Nossa, sei nem o que escrever sobre “O som do rugido da onça”, de Micheliny Verunschk. Uma história tristíssima e tocante; pior — um romance baseado em fatos.
Eis que estamos em 1820 e uma dupla de cientistas alemães, os naturalistas Spix e Martius, viajam numa expedição ao Brasil, com o patrocínio do rei bávaro Maximilian Joseph, para capturar amostras exóticas daquelas terras longínquas e engrandecer a coleção do nobre. Por amostras exóticas entenda-se: bichos, plantas e selvagens (no caso, seres humanos indígenas).
Autora mistura fatos da história que pesquisou cuidadosamente, com perspectivas imaginadas e lidas nas entrelinhas dos documentos oficiais, já que não se tem acesso aos pensamentos e experiências das crianças trazidas.
A questão é que os cientistas andavam por regiões indígenas recolhendo as tais amostras quando ficaram doentes e foram salvos pelo pajé de uma das tribos. O contato com os homens brancos já estava em andamento naquelas terras; muitos indígenas já começavam a ser catequizados pelos jesuítas e convencidos de que sua cultura e sua fé não valiam nada.
O pai da menina Iñe-e era um dos convertidos, um mau-caráter que queria posar de moderno para os brancos recém-chegados. A ponto de vender as crianças prisioneiras de guerra com outra tribo e oferecer sua própria filha de 10 anos como “brinde”.
Bom, o fato é que a menina foi levada de navio para ser exibida em uma turnê pela Europa. Chocada, claro, eu custaria a acreditar numa barbaridade dessas se não tivesse visto, com meus próprios olhos, um cartaz de propaganda de uma exibição parecida no museu colonial de Amsterdam. Eu me lembro que fiquei tão chocada de ver seres humanos servindo de atração como animais de circo (no caso de animais já é bem bizarro) que nem consegui olhar direito. No caso do museu, os “espécimes” vinham da África.
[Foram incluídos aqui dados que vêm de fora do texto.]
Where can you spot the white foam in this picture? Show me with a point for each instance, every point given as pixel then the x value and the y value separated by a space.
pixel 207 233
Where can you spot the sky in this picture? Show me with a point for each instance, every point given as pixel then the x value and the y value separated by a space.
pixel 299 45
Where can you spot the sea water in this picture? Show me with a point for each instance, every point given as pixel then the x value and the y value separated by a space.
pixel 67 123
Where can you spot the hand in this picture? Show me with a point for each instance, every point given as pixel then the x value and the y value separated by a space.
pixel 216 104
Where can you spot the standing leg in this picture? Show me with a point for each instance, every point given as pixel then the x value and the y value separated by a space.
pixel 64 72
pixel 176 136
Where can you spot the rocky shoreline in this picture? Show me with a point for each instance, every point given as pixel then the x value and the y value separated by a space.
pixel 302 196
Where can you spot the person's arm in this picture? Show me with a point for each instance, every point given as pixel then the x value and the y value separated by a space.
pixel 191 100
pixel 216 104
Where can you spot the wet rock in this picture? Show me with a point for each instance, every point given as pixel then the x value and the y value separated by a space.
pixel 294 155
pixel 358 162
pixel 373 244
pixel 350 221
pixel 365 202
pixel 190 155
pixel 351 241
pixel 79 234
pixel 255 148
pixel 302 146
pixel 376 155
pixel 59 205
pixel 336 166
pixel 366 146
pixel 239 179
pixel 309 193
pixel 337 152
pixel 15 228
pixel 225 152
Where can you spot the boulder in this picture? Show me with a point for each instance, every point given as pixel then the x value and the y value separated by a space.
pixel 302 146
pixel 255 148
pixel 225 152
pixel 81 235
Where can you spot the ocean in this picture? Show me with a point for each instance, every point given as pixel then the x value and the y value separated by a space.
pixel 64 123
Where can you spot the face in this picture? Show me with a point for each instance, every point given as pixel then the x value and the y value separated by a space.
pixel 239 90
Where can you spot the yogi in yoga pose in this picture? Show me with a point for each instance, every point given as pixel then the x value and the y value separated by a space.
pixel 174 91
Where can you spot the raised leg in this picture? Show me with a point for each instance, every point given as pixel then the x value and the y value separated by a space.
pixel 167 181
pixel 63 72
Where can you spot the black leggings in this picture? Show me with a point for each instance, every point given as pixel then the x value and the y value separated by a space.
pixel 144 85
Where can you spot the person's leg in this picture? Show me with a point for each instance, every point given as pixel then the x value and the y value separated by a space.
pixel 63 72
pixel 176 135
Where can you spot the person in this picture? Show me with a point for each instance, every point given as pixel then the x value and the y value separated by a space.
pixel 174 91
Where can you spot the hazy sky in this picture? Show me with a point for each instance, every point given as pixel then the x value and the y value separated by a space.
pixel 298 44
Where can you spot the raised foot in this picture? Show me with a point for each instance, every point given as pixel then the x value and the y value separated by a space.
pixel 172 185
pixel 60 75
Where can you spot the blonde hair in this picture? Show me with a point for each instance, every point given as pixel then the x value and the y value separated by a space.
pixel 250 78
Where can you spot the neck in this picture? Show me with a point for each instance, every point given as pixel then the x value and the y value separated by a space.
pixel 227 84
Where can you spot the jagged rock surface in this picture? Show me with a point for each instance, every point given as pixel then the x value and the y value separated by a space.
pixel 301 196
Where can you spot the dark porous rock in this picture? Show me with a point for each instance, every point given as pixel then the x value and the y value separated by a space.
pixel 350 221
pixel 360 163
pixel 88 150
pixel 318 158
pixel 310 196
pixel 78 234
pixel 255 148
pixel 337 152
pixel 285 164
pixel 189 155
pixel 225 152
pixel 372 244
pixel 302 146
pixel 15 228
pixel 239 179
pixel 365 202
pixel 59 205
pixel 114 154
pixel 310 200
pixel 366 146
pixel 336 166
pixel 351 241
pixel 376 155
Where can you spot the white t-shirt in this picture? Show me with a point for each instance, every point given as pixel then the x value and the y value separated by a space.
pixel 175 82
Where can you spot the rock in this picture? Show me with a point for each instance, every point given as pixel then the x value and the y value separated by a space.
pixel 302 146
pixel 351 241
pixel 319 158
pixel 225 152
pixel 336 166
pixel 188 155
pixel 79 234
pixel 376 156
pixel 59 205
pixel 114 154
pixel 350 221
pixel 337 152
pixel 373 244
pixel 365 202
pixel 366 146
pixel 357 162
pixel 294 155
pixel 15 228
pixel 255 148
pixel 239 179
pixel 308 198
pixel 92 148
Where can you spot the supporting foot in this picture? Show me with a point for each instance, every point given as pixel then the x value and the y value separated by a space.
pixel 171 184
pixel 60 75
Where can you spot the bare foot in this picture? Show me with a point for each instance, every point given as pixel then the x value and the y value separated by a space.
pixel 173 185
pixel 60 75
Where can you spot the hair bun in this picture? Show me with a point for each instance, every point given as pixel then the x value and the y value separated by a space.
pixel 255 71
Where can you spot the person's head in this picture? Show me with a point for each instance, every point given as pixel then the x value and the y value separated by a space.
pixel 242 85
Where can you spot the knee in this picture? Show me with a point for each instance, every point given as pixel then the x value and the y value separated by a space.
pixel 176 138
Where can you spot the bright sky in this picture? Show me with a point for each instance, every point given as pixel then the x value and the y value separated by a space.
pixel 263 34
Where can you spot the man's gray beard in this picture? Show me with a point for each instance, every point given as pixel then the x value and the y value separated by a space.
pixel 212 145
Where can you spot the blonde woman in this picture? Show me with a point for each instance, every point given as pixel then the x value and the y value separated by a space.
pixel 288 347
Pois eis que os cientistas enchem o navio com plantas, animais silvestres e 15 crianças (Iñe-e entre elas) e fazem a viagem até a Europa, que dura meses. O capitão do navio é um mercenário que só quer lucrar; portanto, apesar dos protestos dos cientistas (que, em termos humanitários, só têm o verniz da civilidade como diferença), raciona água e comida ao máximo. O resultado é que quase todas as crianças, animais e plantas morrem. De humanos, só ficam Iñe-e e Juri, um menino um pouco mais velho.
Agora imagine: os únicos sobreviventes não têm uma língua em comum, pois são de tribos distintas; eles também não conseguem se comunicar com os cientistas. A comida, o ambiente, a solidão, o horror e sobretudo o inverno glacial — tudo assusta.
Eles chegam na Europa sem nenhuma defesa imunológica contra tuberculose e outras doenças comuns entre os brancos. O frio (lembrem-se; estamos no século XIX) passa a acompanhar ambos em todos os lugares, assim como o céu cinzento.
A autora narra a história com os olhos da menina, que conseguia se comunicar com as onças e com as águas dos rios (tem uma passagem linda em que ela ouve histórias do rio Isar, que atravessa Munique). Iñe-e não entende as roupas, as construções, os costumes, as pessoas, a falta de higiene, a comida, e menos ainda a cerimônia de batismo onde ela tem o nome trocado para um cristão — ela se torna Isabella.
A incompreensão e o estranhamento de todas as partes envolvidas, incluindo a rainha — a sensação de que talvez estejam fazendo algo errado, percebida mais por Spix do que por Martius (esse último se sente mais confortável convencendo a si mesmo de que não comprou aqueles seres humanos como um mercador vulgar; apenas livrou os prisioneiros de uma tribo selvagem e os trouxe para a civilização e para a salvação do cristianismo).
É muita dor, muita tristeza, muita falta de empatia, muita ignorância.
E a autora ainda entrelaça esse relato com o de Josefa, uma mulher contemporânea descendente de indígenas, que nega suas origens até encontrar a ilustração de Iñe-e numa exposição em São Paulo. Ela vai atrás de saber mais de sua história enquanto chegam as notícias de massacres de povos indígenas, invasão de reservas ambientais, contaminação dos rios pelos garimpos, desnutrição de crianças e os povos originários sendo exterminados em escala industrial com patrocínio do Estado.
É triste, mas é a história do nosso país. Para mudar o futuro, é preciso conhecer o passado. E nunca precisamos tanto de bons professores de história como agora…
Dói, mas é preciso ler. Recomendo demais.